Congressman Adam Schiff, the top Democrat on a congressional intelligence committee, said that Mateen had declared his allegiance to Islamic State, basing his assessment on information gleaned from local law enforcement.

"Do we consider this an act of terrorism? Absolutely," said Danny Banks, special agent in charge of the Florida Department of Law Enforcement. "Whether that is domestic terrorist activity or an international one, that is something we will certainly get to the bottom of." 

An FBI spokesman says the mass shooting is being investigated as an act of terrorism. He says authorities are looking into whether this was an act of domestic or international terror, and if Mateen, who has been confirmed dead, acted alone.

Asked if the FBI suspected the gunman might have had inclinations toward militant Islam, including a possible sympathy for Islamic State, Ronald Hopper, an assistant FBI agent in charge, told reporters: "We do have suggestions that the individual may have leanings toward that particular ideology.
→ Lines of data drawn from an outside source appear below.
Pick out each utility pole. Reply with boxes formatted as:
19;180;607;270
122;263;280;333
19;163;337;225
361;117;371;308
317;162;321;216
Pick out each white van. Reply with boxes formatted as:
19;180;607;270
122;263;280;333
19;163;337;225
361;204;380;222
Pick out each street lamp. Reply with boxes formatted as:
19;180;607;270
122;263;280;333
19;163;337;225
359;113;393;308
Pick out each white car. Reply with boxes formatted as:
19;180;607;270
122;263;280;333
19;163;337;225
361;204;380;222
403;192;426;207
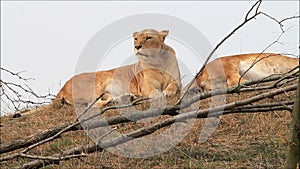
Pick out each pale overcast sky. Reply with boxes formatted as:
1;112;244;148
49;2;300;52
1;1;299;113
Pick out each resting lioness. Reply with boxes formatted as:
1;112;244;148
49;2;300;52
184;53;299;91
55;29;181;107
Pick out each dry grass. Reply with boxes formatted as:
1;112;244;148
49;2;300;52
1;90;293;169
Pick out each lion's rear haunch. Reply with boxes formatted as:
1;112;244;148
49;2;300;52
55;29;181;107
183;53;299;91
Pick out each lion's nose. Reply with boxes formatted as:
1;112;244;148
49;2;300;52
135;45;142;50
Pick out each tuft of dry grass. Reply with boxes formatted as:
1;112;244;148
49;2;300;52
0;92;294;169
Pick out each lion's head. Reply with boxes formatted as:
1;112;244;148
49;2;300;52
133;29;169;58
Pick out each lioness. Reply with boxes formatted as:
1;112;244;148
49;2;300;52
184;53;299;91
55;29;181;107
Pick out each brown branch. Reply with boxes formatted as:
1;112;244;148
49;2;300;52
15;84;297;169
176;0;262;104
0;72;296;155
0;68;55;111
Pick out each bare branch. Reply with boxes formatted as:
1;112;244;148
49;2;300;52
13;84;297;168
0;68;55;111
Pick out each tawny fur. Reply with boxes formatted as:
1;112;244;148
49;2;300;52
55;29;181;107
184;53;299;91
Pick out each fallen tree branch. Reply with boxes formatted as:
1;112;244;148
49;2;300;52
0;72;298;154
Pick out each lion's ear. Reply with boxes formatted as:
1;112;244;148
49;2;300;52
132;32;138;37
159;30;169;41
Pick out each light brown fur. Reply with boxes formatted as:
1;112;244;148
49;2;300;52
55;29;181;107
185;53;299;91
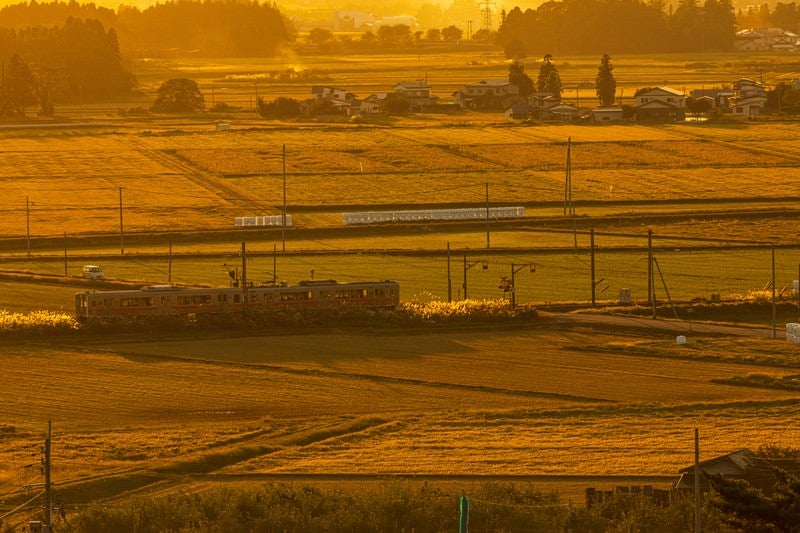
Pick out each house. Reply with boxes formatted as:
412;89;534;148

But right now we can't say definitively." 

The FBI said it was still trying to pin down whether the mass shooting was a hate crime against gays or a terrorist act. 

U.S. President Barack Obama said after the attack that the shooting was "an act of terror, an act of hate." Following Obama's address, the Islamic State group's Amaq news agency said the attack "was carried out by an Islamic State fighter."
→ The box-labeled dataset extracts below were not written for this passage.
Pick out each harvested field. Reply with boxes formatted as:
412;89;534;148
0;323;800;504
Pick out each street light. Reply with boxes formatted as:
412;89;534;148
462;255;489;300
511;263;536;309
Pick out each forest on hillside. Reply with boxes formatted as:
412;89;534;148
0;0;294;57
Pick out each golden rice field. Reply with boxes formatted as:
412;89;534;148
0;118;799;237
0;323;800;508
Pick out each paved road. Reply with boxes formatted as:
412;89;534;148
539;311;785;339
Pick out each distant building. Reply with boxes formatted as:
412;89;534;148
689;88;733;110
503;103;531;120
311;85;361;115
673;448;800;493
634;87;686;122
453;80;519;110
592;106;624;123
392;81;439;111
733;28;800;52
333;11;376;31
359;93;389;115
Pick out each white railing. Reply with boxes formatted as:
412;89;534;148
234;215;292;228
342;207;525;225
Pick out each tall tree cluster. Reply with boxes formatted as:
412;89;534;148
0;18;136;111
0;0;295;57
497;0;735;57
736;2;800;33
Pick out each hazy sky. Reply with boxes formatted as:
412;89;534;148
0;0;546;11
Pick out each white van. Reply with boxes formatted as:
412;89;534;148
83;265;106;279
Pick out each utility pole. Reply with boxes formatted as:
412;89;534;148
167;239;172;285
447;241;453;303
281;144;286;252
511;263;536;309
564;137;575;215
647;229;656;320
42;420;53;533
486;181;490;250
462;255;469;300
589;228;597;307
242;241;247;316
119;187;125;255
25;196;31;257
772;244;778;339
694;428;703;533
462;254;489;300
The violence erupted at a Latin-themed party attended by over a hundred people at Pulse nightclub, that urged patrons in a post on its Facebook page to "get out" and "keep running."

Under Pulse's Facebook post, commentators wrote that a "shooter with an assault rifle" opened fire at around 2 A.M. local time, before barracading himself "inside Pulse with multiple hostages."

"People on the dance floor and bar got down on the floor and some of us who were near the bar and back exit managed to go out through the outdoor area and just ran," an eyewitness commented on Facebook.

U.S. Senator Marco Rubio of Florida told CNN he understood that the gunman had worked for a security company and so would have undergone some background checks. 

"Over the next couple of days they're going to be looking to see where this individual was inspired to carry out this horrifying act of terrorism," Rubio said. "I think we're going to be talking about a very different kind of case here soon." 

Obama has ordered the federal government to provide any assistance necessary to local law enforcement officials investigating the incident.

The Orlando Fire Department's bomb squad and hazardous material team rushed to the scene of the attack. Videos posted on social media showed a large response by police and emergency vehicles outside the nightclub.

Orlando Police later tweeted that law enforcement carried out a controlled explosion at the scene.

The incident follows the fatal shooting late Friday of 22-year-old singer Christina Grimmie, who was killed after her concert in Orlando by a 27-year-old Florida man who later killed himself. Grimmie was a YouTube sensation and former contestant on "The Voice."